And overall growth, while still positive, is definitely slowing: “nowcasts,” which use partial data to estimate what official economic data will say when it’s eventually released, suggest an economy growing at an unimpressive annual rate of less than 2 percent. Since elections turn more on the economy’s growth rate than on things like the level of unemployment — unemployment was still more than 7 percent when Ronald Reagan won his 1984 landslide — this is not good news for Republicans.
Probably even more significant, there has been a dramatic decline, almost a collapse, in business confidence.
And 10-year bond rates have plunged, from more than 3 percent last year to 1.75 percent as I write this. The last time we saw this kind of plunge was 2010-11, when investors finally realized that recovery from the Great Recession was going to be slow and painful, not a repeat of “morning in America.”
So what happened to the Trump boom? The collapse in confidence began late last year, when it became clear that Trump was serious about waging trade war on China; it continued as evidence accumulated that the 2017 tax cut was a big fizzle, doing basically nothing to boost business investment and providing at most a brief sugar high to overall growth.
But the truth is that even pessimists expected the tax cut to do more good, and the trade war less harm, than they did. Why have things turned out so poorly? One answer, to which I’ve subscribed, is that in addition to its direct impacts on U.S. exports and businesses that rely on Chinese suppliers, the trade war has created damaging uncertainty. Businesses that rely on global supply chains won’t invest for fear that the trade war will get even worse; but businesses that might move in to replace imports also won’t invest for fear that Trump will eventually back down.
I suspect, however, that there’s even more to the story. Business interests spent a long time in denial, but now even they are facing up to the reality that Trump and his team are very strange people who have no idea what they’re doing — and the uncertainty that reality implies.

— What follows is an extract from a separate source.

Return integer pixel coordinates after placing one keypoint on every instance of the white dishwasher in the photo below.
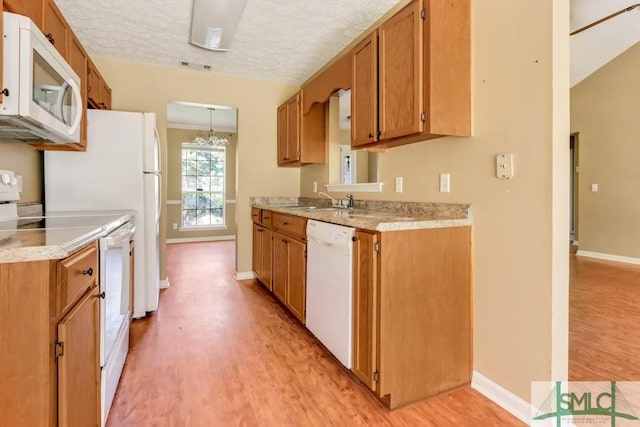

I mean, considering that trade confrontation with China is the centerpiece of Trump’s economic policy, it’s not reassuring to learn that his trade war czar, Peter Navarro, has an imaginary friend — a source named “Ron Vara” whom he has repeatedly cited in his books, but who doesn’t exist, and whose name is in fact just an anagram of “Navarro.”
Next year’s election should be about Trump’s betrayal of his oath of office. Realistically, however, it also matters that the economy probably won’t be his friend.